Craft Brewing Defines Oregon as U.S. "Beer Capital"

Andrew Jones
National Geographic News
August 10, 2001

"What do you have on draught?" I asked the bartender as I wearily lifted myself up onto the barstool after a long day of walking. "Well, we brew all of our own beer here, sir, " he responded proudly as he swiftly handed me a menu with a run-down of all of Ringler's in-season and year-round beer selections.

Forest Park Pale, I read, "Nice and dry, with refreshing hop character, this Pale Ale is just the thing after a long hike in Forest Park or before a long hike in Forest Park. Or both." Forest Park of course being the largest urban wilderness park in the United States stretching northwest from where I now sat, in the downtown southwest district of America's unofficial craft brewing capital: Portland, Oregon.

The bartender, who also happened to be the manager, invited me upstairs to view Ringler's on-site brewing facilities which included an impressive and colorful array of hand-painted brew kettles. I was informed that the brewmaster had left for the day but not to worry, the beer downstairs would be flowing from the taps all weekend.

The craft brewery that I had wandered into was just one of more than 70 brewpubs (a restaurant and brewery on the same premise) and microbreweries in the Portland area.
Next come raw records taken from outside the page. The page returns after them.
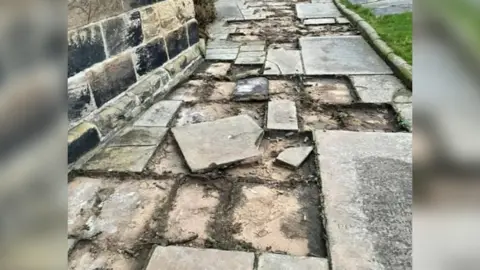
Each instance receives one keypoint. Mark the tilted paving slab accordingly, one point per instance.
(159, 114)
(250, 58)
(185, 258)
(366, 180)
(376, 88)
(139, 136)
(251, 89)
(340, 55)
(209, 145)
(282, 115)
(269, 261)
(283, 62)
(317, 10)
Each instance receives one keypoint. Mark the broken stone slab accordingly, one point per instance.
(250, 58)
(342, 20)
(121, 159)
(209, 145)
(139, 136)
(269, 261)
(174, 258)
(366, 180)
(282, 115)
(283, 62)
(251, 89)
(317, 10)
(160, 114)
(335, 55)
(294, 156)
(319, 21)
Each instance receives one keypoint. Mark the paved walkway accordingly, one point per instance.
(283, 151)
(386, 7)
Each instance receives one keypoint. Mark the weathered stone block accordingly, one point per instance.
(82, 139)
(163, 17)
(111, 78)
(160, 114)
(139, 136)
(171, 258)
(206, 146)
(366, 180)
(193, 36)
(268, 261)
(177, 42)
(150, 56)
(85, 48)
(282, 115)
(121, 159)
(80, 99)
(122, 32)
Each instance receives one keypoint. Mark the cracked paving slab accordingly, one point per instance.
(210, 145)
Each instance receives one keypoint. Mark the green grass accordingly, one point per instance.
(395, 30)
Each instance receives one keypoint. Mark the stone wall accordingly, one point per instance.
(118, 66)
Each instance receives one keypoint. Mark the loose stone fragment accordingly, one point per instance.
(294, 156)
(283, 62)
(209, 145)
(282, 115)
(174, 258)
(251, 89)
(269, 261)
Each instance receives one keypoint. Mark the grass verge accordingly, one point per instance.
(395, 30)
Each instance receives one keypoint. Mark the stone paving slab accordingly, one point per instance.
(335, 55)
(251, 89)
(209, 145)
(283, 62)
(294, 156)
(221, 54)
(366, 180)
(139, 136)
(250, 58)
(282, 115)
(159, 114)
(121, 159)
(269, 261)
(321, 21)
(376, 88)
(184, 258)
(317, 10)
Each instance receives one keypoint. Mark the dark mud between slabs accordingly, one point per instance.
(352, 117)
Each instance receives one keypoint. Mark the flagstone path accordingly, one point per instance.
(195, 182)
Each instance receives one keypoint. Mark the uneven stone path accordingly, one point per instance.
(204, 180)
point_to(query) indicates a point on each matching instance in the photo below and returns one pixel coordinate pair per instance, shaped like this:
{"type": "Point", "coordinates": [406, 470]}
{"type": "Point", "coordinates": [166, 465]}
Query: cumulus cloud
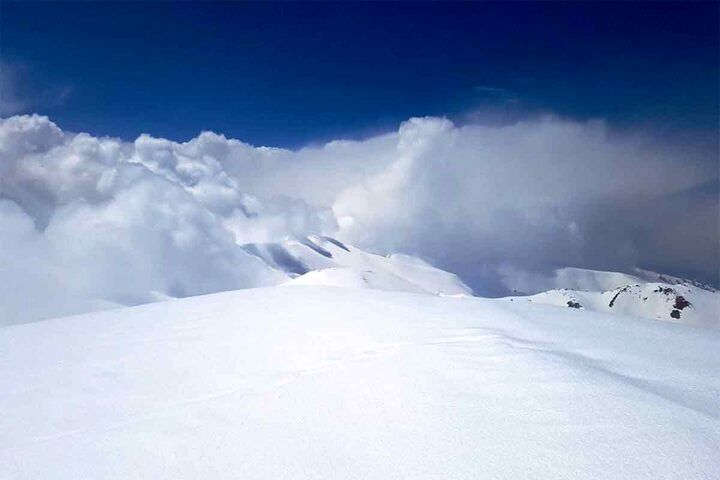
{"type": "Point", "coordinates": [88, 219]}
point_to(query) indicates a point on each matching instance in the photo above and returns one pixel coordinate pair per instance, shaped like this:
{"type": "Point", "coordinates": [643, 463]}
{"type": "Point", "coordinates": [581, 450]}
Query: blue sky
{"type": "Point", "coordinates": [291, 74]}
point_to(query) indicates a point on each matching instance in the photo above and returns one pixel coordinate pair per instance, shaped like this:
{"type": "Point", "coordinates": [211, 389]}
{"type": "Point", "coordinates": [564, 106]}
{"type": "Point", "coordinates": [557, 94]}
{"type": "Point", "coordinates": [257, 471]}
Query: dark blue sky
{"type": "Point", "coordinates": [289, 74]}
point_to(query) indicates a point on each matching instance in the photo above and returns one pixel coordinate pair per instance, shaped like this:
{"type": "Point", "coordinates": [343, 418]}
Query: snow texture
{"type": "Point", "coordinates": [322, 382]}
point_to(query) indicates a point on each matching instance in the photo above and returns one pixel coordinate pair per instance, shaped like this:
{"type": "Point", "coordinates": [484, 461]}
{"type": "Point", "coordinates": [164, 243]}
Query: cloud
{"type": "Point", "coordinates": [87, 219]}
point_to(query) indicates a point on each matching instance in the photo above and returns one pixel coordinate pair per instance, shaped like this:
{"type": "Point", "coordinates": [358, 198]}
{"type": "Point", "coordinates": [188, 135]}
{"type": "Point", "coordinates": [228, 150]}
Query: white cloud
{"type": "Point", "coordinates": [101, 219]}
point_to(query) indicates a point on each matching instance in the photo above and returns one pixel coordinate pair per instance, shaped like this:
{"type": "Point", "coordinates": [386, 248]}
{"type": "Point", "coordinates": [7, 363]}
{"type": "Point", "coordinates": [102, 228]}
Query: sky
{"type": "Point", "coordinates": [143, 144]}
{"type": "Point", "coordinates": [290, 74]}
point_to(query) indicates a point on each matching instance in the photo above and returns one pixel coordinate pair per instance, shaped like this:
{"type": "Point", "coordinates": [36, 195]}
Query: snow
{"type": "Point", "coordinates": [682, 301]}
{"type": "Point", "coordinates": [329, 262]}
{"type": "Point", "coordinates": [324, 382]}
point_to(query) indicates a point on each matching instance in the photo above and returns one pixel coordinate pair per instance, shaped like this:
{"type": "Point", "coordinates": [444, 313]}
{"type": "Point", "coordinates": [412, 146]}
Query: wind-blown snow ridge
{"type": "Point", "coordinates": [316, 382]}
{"type": "Point", "coordinates": [673, 300]}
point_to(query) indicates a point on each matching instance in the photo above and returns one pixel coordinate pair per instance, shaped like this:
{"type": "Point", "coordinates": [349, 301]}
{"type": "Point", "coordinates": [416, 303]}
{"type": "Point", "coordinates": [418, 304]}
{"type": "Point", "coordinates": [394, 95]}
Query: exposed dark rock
{"type": "Point", "coordinates": [681, 303]}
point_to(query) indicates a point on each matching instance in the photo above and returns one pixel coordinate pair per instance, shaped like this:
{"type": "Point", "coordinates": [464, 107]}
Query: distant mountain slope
{"type": "Point", "coordinates": [317, 260]}
{"type": "Point", "coordinates": [679, 302]}
{"type": "Point", "coordinates": [327, 383]}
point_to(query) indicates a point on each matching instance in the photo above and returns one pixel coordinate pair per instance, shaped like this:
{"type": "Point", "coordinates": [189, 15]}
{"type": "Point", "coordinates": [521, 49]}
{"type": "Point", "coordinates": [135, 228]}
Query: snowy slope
{"type": "Point", "coordinates": [673, 303]}
{"type": "Point", "coordinates": [326, 261]}
{"type": "Point", "coordinates": [331, 383]}
{"type": "Point", "coordinates": [674, 299]}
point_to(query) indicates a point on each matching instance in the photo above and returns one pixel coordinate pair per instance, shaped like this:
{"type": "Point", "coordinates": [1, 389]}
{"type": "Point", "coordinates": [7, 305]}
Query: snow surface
{"type": "Point", "coordinates": [659, 301]}
{"type": "Point", "coordinates": [326, 261]}
{"type": "Point", "coordinates": [320, 382]}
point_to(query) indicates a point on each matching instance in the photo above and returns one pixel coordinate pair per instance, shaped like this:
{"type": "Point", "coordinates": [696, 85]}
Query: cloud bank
{"type": "Point", "coordinates": [86, 219]}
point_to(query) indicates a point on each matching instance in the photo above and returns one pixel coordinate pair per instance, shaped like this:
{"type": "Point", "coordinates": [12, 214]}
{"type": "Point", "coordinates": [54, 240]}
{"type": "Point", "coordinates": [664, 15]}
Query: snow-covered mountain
{"type": "Point", "coordinates": [647, 294]}
{"type": "Point", "coordinates": [317, 382]}
{"type": "Point", "coordinates": [318, 260]}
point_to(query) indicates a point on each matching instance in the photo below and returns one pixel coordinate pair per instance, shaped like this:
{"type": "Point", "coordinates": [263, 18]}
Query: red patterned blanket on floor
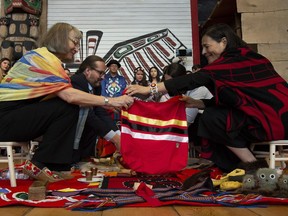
{"type": "Point", "coordinates": [118, 191]}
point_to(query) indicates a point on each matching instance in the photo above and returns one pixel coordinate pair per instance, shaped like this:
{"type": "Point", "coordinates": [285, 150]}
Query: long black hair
{"type": "Point", "coordinates": [218, 31]}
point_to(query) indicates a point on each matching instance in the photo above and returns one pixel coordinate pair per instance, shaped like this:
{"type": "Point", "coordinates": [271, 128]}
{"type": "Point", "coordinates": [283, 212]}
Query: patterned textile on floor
{"type": "Point", "coordinates": [118, 191]}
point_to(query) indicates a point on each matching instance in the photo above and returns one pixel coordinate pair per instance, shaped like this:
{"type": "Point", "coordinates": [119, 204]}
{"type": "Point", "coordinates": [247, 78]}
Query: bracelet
{"type": "Point", "coordinates": [153, 89]}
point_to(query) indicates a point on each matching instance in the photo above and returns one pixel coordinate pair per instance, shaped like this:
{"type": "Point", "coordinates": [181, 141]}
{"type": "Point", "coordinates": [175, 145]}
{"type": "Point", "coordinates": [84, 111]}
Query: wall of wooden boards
{"type": "Point", "coordinates": [264, 22]}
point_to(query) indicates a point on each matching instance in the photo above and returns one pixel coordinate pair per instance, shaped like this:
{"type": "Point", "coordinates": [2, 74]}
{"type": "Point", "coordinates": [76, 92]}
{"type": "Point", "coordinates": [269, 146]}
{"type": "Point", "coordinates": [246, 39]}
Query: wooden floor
{"type": "Point", "coordinates": [145, 211]}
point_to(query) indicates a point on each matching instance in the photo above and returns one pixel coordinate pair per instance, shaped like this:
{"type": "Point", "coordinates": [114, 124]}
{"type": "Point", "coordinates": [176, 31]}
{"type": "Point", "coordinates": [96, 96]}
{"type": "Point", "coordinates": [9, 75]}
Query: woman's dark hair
{"type": "Point", "coordinates": [218, 31]}
{"type": "Point", "coordinates": [158, 74]}
{"type": "Point", "coordinates": [144, 81]}
{"type": "Point", "coordinates": [174, 70]}
{"type": "Point", "coordinates": [89, 62]}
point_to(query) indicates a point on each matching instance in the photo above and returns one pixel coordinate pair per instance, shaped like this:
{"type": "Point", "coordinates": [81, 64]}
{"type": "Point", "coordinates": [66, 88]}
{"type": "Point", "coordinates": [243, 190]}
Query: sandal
{"type": "Point", "coordinates": [44, 174]}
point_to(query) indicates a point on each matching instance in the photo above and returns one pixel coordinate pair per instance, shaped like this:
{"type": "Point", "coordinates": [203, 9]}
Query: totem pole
{"type": "Point", "coordinates": [19, 29]}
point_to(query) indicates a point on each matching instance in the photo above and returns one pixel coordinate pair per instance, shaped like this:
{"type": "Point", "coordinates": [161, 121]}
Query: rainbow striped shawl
{"type": "Point", "coordinates": [37, 73]}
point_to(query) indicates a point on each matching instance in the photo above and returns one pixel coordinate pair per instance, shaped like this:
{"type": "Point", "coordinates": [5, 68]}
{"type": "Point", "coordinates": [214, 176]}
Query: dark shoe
{"type": "Point", "coordinates": [251, 167]}
{"type": "Point", "coordinates": [40, 174]}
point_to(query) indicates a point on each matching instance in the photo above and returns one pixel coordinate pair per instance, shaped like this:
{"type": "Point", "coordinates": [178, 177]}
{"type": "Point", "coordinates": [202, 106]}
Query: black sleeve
{"type": "Point", "coordinates": [209, 102]}
{"type": "Point", "coordinates": [101, 122]}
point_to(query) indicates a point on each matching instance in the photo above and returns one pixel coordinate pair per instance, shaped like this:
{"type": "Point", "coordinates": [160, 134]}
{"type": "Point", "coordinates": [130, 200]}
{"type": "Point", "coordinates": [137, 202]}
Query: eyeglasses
{"type": "Point", "coordinates": [101, 73]}
{"type": "Point", "coordinates": [75, 42]}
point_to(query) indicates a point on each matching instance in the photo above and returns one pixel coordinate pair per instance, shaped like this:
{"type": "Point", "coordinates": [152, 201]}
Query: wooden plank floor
{"type": "Point", "coordinates": [147, 211]}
The city is well-known for its grassroots beginnings in home brewing and its now famous selection of microbrewed beers.

"The West has always had an independent spirit," said Eugene Gregg, owner and brewer of Oregon Trader Brewing Company in Albany, Oregon. "Microbrewing emerged off of the mainstream and struck a cord with the mentality of the people here in the Northwest."

The craft brewing industry, though once a way of life for brewmasters and saloon owners, was wiped out by Prohibition in the 1920s, not to emerge again until the early 1980s when a group of entrepreneurial beer lovers with a taste for beer and a head for business began opening small, commercial beermaking enterprises known as microbreweries.
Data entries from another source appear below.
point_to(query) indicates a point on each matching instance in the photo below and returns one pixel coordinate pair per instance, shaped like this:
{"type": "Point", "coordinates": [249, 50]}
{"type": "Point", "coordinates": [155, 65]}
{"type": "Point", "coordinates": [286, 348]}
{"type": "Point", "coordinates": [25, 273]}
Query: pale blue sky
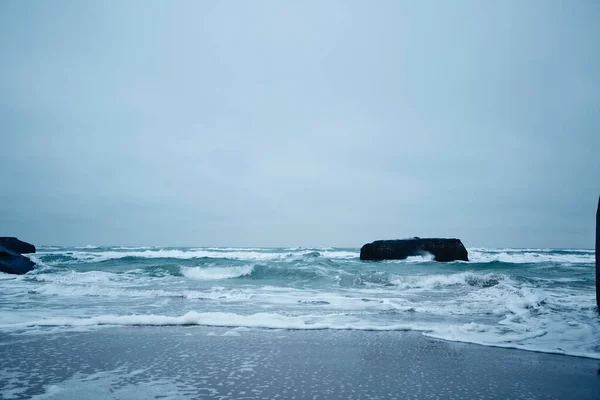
{"type": "Point", "coordinates": [280, 123]}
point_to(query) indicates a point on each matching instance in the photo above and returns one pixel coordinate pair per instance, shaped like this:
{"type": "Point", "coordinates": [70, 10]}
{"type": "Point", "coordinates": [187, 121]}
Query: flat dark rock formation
{"type": "Point", "coordinates": [11, 260]}
{"type": "Point", "coordinates": [442, 249]}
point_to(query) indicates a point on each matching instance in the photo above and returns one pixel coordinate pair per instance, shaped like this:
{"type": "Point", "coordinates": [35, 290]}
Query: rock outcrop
{"type": "Point", "coordinates": [16, 245]}
{"type": "Point", "coordinates": [11, 260]}
{"type": "Point", "coordinates": [442, 249]}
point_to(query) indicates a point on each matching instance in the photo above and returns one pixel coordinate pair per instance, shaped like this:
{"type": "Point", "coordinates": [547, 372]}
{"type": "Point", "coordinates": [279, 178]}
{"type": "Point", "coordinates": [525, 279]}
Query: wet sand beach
{"type": "Point", "coordinates": [206, 362]}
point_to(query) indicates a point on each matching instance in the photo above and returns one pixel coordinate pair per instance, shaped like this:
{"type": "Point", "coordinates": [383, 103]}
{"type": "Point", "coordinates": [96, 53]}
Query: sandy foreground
{"type": "Point", "coordinates": [205, 362]}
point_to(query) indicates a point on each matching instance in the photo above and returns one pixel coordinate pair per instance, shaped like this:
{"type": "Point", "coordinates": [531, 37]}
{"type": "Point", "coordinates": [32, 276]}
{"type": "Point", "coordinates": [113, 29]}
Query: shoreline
{"type": "Point", "coordinates": [217, 362]}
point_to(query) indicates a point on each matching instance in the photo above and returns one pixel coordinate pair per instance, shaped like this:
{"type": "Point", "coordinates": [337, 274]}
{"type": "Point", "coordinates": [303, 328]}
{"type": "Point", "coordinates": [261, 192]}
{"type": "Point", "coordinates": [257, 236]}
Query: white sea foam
{"type": "Point", "coordinates": [530, 256]}
{"type": "Point", "coordinates": [215, 273]}
{"type": "Point", "coordinates": [236, 254]}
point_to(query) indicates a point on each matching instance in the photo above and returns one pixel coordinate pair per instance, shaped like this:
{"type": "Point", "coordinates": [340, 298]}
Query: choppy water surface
{"type": "Point", "coordinates": [535, 299]}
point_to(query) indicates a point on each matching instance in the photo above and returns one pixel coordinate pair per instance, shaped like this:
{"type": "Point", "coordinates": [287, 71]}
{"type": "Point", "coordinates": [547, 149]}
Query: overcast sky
{"type": "Point", "coordinates": [304, 123]}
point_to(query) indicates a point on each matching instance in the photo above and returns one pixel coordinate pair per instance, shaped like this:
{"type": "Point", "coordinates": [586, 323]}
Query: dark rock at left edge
{"type": "Point", "coordinates": [11, 261]}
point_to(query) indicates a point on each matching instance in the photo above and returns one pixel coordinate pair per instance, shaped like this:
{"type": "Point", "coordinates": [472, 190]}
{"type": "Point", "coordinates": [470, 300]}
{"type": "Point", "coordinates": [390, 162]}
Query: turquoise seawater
{"type": "Point", "coordinates": [533, 299]}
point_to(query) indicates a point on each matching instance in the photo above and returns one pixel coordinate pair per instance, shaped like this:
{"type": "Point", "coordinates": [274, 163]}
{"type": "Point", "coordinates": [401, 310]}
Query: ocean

The microbrewery brought much of the old-style tradition of beermaking full circle. Microbrewed beers are once again made with all natural ingredients: malt, hops, and yeast. The beer is produced in small, handcrafted batches according to recipes that are far too costly and time-intensive for huge commercial breweries.

When craft brewing did reemerge, the Pacific Northwest was at the forefront of the movement. Brewpubs and microbreweries began sprouting up throughout the region building the framework for a concentration of microbreweries that stands unmatched in the United States today.

"You would expect Los Angeles to be on top of the craft brewing industry out West, but I've found that Los Angeles doesn't brew to inspire the population. Up here, it's every other pub," said Todd Bryant Mercer, author of Bike and Brew America. "Here the beers are big. Here the beers are unfiltered and unique."

Portland, more than any other city in the country, has taken its demand for great quality brews and instilled it into the city's culture.

"People from Portland like good quality things—strawberries, tomatoes, beer, cheese. They like lots of things but they have to be good quality," said beer personality and author Fred Eckhardt, who lives and writes in Portland. "Lots of other brewers are so mundane. You know, Budweiser is trying to be the best brewer in the world, but if you try to please everybody, you end up not pleasing anybody. That's what we're working on, the 'anybody.'"

It was in Portland that Oregon's first microbrewery was opened. Chuck Coury started Cartwright Brewing Company in 1980 at 617 S.E. Main Street. The brewery lasted only two years—the beer wasn't great and the bottling was downright poor—but the response from Portland was enthusiastic. "The public forgave the beer's taste because they so much wanted a microbrewery in Oregon to work," said Nancy Ponzi, one of the founders of the Oregon Brewers Festival.